Recuerde también que el cheque que espera del Tío Sam se llama “pago de estímulo económico”. Si ve una frase como “verificación de estímulo”, está viendo una estafa.

Personalmente, no he encontrado fraudes o estafas relacionados con COVID-19, tal vez gracias a Google. Y los sitios web que busco para encontrar fraudes de phishing en el mundo real para realizar pruebas se centran en el robo de credenciales, no en otros tipos de estafas. Pero no dudo ni por un segundo que los estafadores de virus están ahí, en vigor.

Para obtener consejos específicos sobre cómo protegerse de este tipo de amenaza, lea Cómo detectar y evitar las estafas de COVID-19.

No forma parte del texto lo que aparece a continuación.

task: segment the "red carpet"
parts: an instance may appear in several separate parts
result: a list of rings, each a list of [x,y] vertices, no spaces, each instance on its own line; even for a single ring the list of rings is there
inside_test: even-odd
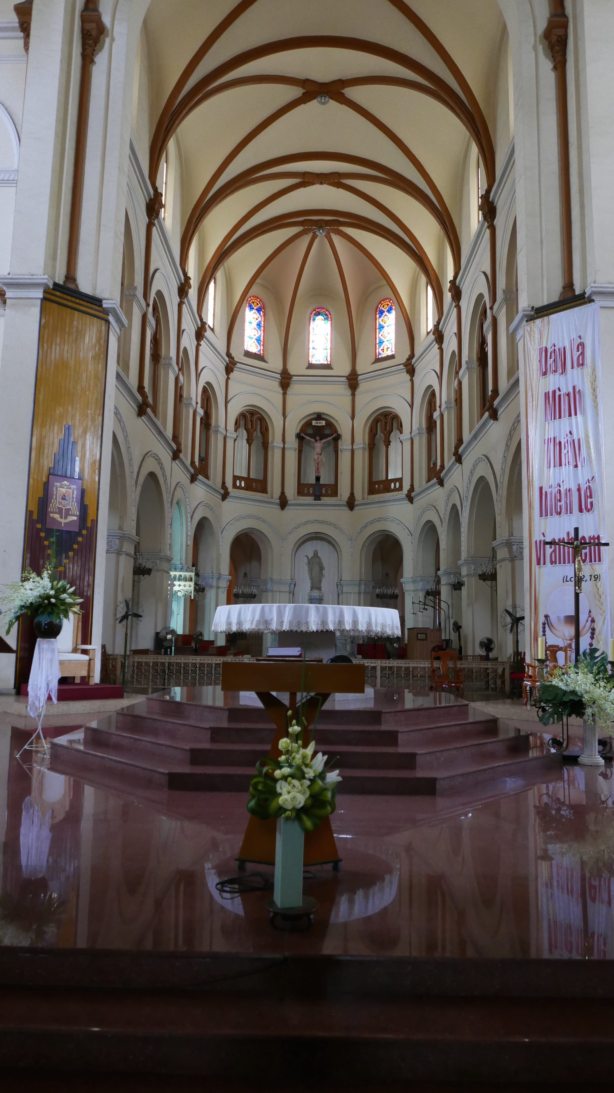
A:
[[[27,698],[27,683],[20,694]],[[111,683],[59,683],[58,702],[86,702],[91,698],[123,698],[123,687]]]

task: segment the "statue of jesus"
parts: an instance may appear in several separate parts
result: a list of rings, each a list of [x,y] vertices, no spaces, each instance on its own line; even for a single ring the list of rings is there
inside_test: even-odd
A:
[[[307,559],[307,573],[309,574],[309,591],[321,592],[324,563],[322,562],[317,550],[314,550],[311,557],[309,557],[308,554],[306,554],[305,557]]]
[[[314,466],[316,468],[316,482],[319,482],[320,481],[320,473],[321,473],[321,470],[322,470],[322,463],[324,461],[324,458],[322,456],[322,448],[324,447],[324,444],[332,444],[333,440],[340,440],[341,439],[341,433],[334,433],[333,436],[327,437],[326,440],[322,439],[322,437],[319,435],[319,433],[316,433],[315,439],[311,439],[310,436],[306,436],[305,433],[297,433],[296,434],[296,439],[297,440],[303,440],[304,443],[306,440],[307,444],[312,444],[314,445]]]

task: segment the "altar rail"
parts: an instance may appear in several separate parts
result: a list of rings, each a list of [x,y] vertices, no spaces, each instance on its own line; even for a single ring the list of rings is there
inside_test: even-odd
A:
[[[222,682],[222,665],[227,657],[166,657],[132,655],[128,657],[128,686],[162,691],[167,686],[212,686]],[[121,683],[121,654],[103,656],[101,681]],[[404,687],[427,691],[430,683],[428,660],[364,660],[365,683],[373,687]],[[509,690],[509,665],[500,660],[460,660],[465,690],[472,694]]]

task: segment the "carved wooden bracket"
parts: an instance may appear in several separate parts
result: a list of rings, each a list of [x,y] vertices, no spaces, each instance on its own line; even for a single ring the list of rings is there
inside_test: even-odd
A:
[[[26,54],[29,50],[29,27],[32,24],[32,2],[33,0],[21,0],[21,3],[13,4],[13,11],[17,16],[20,31],[23,34],[23,48]]]

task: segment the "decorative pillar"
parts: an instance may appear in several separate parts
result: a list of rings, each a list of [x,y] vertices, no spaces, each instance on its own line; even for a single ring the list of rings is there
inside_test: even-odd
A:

Cómo funcionan las estafas de phishing

La clave para ejecutar una estafa de phishing de robo de credenciales es crear una réplica de un sitio web seguro que sea lo suficientemente bueno como para engañar a la mayoría de las personas, o incluso solo a algunas personas. Con las falsificaciones más elegantes, cada enlace va al sitio real. Bueno, todos los enlaces excepto el que envía su nombre de usuario y contraseña a los perpetradores. Como guinda del pastel, los estafadores pueden intentar crear una URL que parezca al menos un poco legítima. En lugar de paypal.com, quizás pyapal.com o paypal.security.reset.com.

Sin embargo, no todas las páginas de phishing están bien hechas. Algunos utilizan colores incorrectos o no coinciden con la página que imitan. Otros tienen URL totalmente poco convincentes, como admin.dentistry.com/forms o X8el87.journal.com. Incluso estas falsificaciones poco convincentes pueden conseguir algunos tontos, aparentemente, o los estafadores se rendirían.

Cuando ingresa su nombre de usuario y contraseña en un sitio de phishing, los propietarios del sitio obtienen acceso completo a su cuenta. Para evitar que se dé cuenta de que ha sido estafado, es posible que le pasen las credenciales al sitio real, por lo que parece que inició sesión normalmente. Su única pista puede venir cuando descubra que su cuenta bancaria está vacía, o que no puede iniciar sesión en su correo electrónico, y sus amigos dicen que están recibiendo spam de usted. Entonces, ¿cómo te proteges contra este tipo de ataque?

Elimina lo obvio

Algunos sitios web falsos están demasiado mal implementados para convencer a cualquiera que esté prestando atención. Si enlaza a un sitio y parece basura, presione Ctrl + F5 para volver a cargar la página por completo, en caso de que la mala apariencia fuera una casualidad. Pero si todavía no se ve bien, manténgase alejado.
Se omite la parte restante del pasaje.